If your IT department has decided to "go green," you probably need help from your strategic IT vendors. But which ones?
In an attempt to find out, Gartner analyst Simon Mingay, in partnership with the World Wildlife Fund, sent an 82-question survey to 24 vendors worldwide. His goal was to try to determine which vendors were tackling climate change within their own company, as well as which ones were delivering green products and services to their customers.
A number of key vendors declined to participate, including AT&T, Microsoft, Oracle and Sun.
Of those vendors that did respond, IBM stood out in virtually every category, particularly when it came to its internal green initiatives.
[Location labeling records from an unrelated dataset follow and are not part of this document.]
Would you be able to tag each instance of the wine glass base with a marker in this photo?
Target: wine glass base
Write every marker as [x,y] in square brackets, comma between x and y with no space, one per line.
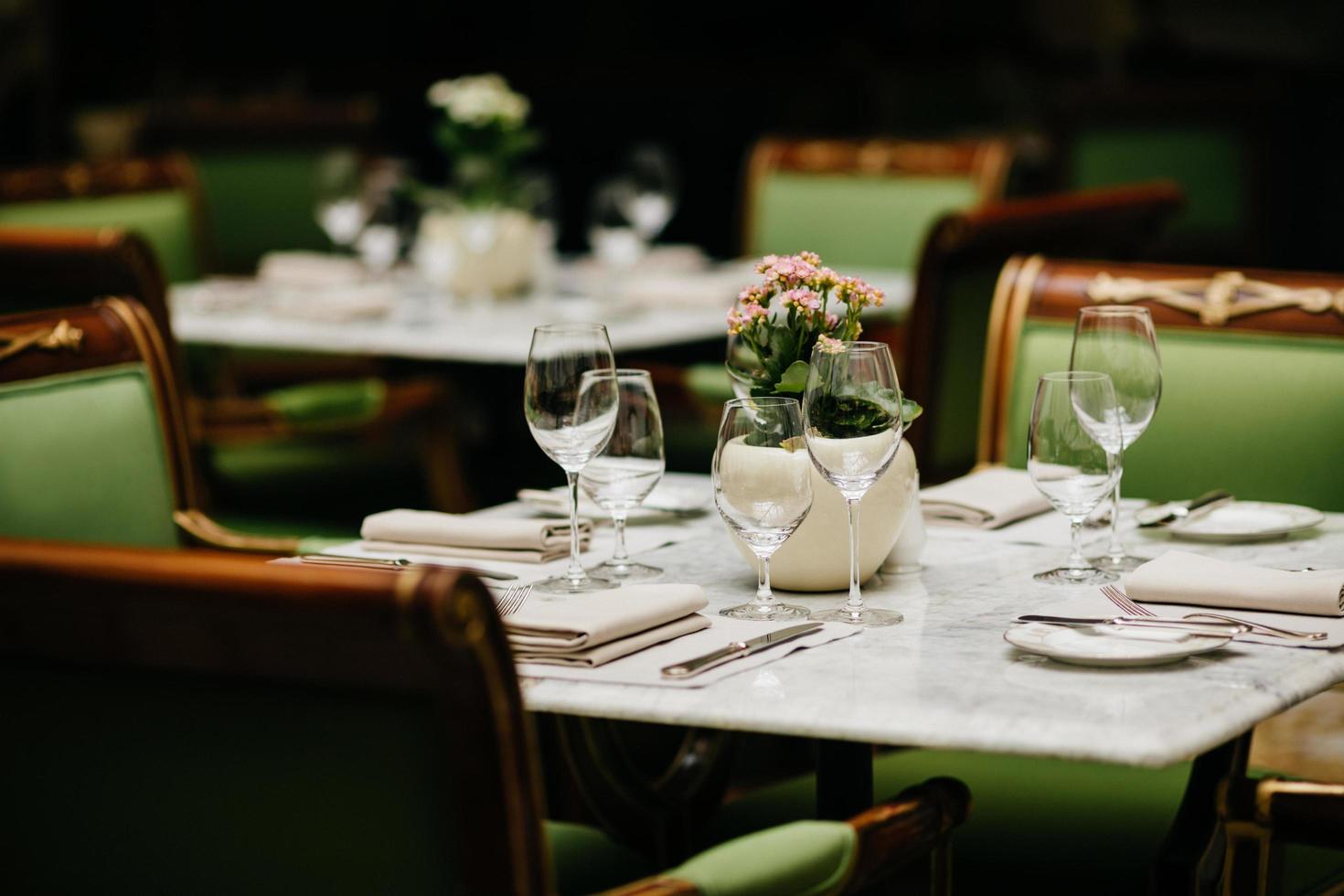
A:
[565,584]
[867,617]
[1063,575]
[1124,563]
[624,571]
[768,613]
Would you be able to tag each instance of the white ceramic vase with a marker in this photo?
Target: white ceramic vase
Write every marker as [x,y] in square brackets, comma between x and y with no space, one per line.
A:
[504,268]
[816,558]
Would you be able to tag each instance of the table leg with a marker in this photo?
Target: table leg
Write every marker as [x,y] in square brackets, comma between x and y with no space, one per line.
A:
[1189,859]
[844,779]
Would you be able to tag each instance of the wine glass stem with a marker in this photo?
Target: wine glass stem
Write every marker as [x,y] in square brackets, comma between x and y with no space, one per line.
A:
[855,602]
[575,571]
[618,554]
[1117,547]
[1077,560]
[763,597]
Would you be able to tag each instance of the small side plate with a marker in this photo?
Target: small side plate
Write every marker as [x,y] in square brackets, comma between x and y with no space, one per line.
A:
[1108,647]
[1246,521]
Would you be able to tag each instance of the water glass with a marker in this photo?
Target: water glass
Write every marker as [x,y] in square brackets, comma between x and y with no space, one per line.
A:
[628,468]
[1120,341]
[852,425]
[1072,458]
[571,402]
[763,486]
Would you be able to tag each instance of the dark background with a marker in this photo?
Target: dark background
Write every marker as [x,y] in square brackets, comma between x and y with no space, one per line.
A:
[709,78]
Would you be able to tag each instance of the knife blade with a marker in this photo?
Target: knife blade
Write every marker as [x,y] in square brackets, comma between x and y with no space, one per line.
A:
[1174,511]
[737,649]
[397,564]
[1195,626]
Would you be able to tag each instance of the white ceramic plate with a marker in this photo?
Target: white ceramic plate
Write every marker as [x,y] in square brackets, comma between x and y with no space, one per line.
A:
[1247,521]
[1098,646]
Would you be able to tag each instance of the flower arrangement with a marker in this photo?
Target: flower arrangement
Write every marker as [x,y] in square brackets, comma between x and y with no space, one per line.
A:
[484,133]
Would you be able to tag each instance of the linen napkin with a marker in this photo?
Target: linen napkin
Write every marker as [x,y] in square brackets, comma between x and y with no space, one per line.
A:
[987,498]
[592,629]
[471,536]
[1179,577]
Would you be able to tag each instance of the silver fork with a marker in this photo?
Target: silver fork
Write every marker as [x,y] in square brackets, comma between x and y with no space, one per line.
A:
[512,600]
[1132,609]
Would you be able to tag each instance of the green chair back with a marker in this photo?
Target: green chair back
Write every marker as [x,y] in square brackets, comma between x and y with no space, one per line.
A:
[1244,407]
[251,730]
[91,453]
[165,218]
[863,203]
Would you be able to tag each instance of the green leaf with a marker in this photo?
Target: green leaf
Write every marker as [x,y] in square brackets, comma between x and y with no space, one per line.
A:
[795,379]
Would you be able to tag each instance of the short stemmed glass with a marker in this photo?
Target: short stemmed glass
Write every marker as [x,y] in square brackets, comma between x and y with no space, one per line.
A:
[1074,426]
[628,468]
[852,423]
[763,486]
[571,402]
[1120,341]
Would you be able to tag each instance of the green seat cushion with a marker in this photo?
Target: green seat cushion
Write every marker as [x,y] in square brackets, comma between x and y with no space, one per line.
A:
[798,859]
[163,218]
[854,219]
[82,460]
[329,403]
[1254,412]
[1209,163]
[260,200]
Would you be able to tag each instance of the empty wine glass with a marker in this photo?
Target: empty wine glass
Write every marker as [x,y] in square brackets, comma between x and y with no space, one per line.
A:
[1120,341]
[763,486]
[648,191]
[1074,426]
[340,205]
[852,423]
[628,468]
[569,400]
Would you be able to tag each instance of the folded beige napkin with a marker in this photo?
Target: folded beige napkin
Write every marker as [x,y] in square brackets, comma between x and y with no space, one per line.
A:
[1179,577]
[624,620]
[308,271]
[986,500]
[471,536]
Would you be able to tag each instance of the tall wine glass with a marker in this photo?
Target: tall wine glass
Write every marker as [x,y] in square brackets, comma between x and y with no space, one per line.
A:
[1120,341]
[628,468]
[569,400]
[763,486]
[1074,426]
[852,425]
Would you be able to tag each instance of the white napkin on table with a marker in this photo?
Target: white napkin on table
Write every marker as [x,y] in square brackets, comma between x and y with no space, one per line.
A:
[592,629]
[987,498]
[1179,577]
[471,536]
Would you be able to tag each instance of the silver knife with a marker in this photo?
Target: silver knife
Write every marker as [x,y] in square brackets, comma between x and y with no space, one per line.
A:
[1197,626]
[1174,511]
[400,563]
[737,649]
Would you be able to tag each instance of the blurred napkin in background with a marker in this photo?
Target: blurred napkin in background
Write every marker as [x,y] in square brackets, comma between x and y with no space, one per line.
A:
[987,498]
[592,629]
[1179,577]
[471,536]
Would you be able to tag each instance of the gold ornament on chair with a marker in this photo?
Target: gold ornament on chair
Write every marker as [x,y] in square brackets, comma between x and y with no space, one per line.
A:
[1218,298]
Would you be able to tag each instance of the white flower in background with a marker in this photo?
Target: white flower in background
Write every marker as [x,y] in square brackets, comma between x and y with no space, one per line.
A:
[479,100]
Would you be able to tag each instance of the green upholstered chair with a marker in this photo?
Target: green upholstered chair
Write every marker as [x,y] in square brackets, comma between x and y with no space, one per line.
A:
[156,197]
[958,266]
[191,721]
[96,445]
[1253,367]
[863,203]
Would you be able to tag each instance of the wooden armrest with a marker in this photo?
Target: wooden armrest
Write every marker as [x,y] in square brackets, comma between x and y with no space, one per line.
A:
[208,532]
HP was also high on the list, with good overall performance.
Cisco could be doing better, Mingay said. "There's a little bit more talking than doing," he said. Other companies that fall into the middle ground include Nortel, Dell and Lenovo.
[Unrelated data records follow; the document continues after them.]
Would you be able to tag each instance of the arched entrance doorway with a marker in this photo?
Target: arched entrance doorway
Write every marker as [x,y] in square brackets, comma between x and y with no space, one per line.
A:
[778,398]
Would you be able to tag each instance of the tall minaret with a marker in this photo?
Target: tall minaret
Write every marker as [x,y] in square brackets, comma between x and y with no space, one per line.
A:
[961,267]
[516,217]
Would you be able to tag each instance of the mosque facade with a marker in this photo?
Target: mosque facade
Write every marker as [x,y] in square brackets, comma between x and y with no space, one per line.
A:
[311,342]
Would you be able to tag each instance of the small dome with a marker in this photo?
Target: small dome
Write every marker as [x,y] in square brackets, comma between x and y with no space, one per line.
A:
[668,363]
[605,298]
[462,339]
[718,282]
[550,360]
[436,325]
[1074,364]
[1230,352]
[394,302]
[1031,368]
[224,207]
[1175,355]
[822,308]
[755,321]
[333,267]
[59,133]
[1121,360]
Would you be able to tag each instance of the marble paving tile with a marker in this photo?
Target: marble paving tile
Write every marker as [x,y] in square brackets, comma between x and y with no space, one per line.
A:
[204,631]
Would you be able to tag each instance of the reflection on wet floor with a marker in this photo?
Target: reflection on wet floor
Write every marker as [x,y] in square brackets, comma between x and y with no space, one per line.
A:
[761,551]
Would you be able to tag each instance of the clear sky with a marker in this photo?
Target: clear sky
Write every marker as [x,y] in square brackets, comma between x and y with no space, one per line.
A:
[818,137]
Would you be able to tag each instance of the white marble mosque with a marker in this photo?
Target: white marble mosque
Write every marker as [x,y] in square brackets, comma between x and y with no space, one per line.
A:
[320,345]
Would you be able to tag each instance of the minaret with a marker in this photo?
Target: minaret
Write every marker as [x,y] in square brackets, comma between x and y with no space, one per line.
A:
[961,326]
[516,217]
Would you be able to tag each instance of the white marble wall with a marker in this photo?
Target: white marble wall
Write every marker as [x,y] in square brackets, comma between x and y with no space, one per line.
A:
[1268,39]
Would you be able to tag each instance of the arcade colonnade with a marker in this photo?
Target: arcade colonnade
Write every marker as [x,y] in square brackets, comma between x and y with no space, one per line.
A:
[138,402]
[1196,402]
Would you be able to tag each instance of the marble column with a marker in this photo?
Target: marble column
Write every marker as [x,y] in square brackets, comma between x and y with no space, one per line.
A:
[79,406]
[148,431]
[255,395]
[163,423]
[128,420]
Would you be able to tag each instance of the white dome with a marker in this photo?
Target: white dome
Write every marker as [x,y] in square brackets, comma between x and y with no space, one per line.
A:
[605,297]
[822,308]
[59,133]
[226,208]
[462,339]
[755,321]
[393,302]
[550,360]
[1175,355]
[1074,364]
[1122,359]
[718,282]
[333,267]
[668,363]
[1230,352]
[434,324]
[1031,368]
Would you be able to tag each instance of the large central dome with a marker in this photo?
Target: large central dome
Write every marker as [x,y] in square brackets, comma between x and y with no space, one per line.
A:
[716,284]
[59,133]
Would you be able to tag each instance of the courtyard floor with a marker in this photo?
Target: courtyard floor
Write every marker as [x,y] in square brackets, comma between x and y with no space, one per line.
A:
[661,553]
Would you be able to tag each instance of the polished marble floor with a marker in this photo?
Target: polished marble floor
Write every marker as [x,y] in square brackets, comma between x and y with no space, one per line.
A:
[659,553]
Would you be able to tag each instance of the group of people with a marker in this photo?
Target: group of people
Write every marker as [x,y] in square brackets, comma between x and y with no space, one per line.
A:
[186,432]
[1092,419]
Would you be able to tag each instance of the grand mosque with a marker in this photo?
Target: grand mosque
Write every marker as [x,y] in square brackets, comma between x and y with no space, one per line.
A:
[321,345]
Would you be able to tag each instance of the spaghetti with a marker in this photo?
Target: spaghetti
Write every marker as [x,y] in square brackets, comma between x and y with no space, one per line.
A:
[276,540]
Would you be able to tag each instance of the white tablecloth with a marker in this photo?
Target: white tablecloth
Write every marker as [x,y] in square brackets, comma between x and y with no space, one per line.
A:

Surprisingly, Google did not score well in the survey. The company has more than 1 million servers and therefore is a huge energy user, but it has no greenhouse gas targets, isn't very transparent about its green strategy and is not using much in the way of renewable energy, Mingay said. "We expected a higher score," he said.
Looking at global companies, British Telecom scored the highest of any vendor, while Ericsson and Fujitsu also demonstrated a high level of greenness.
The results of the survey were based on answers provided by the companies, and there was no attempt to verify the information, Mingay cautioned.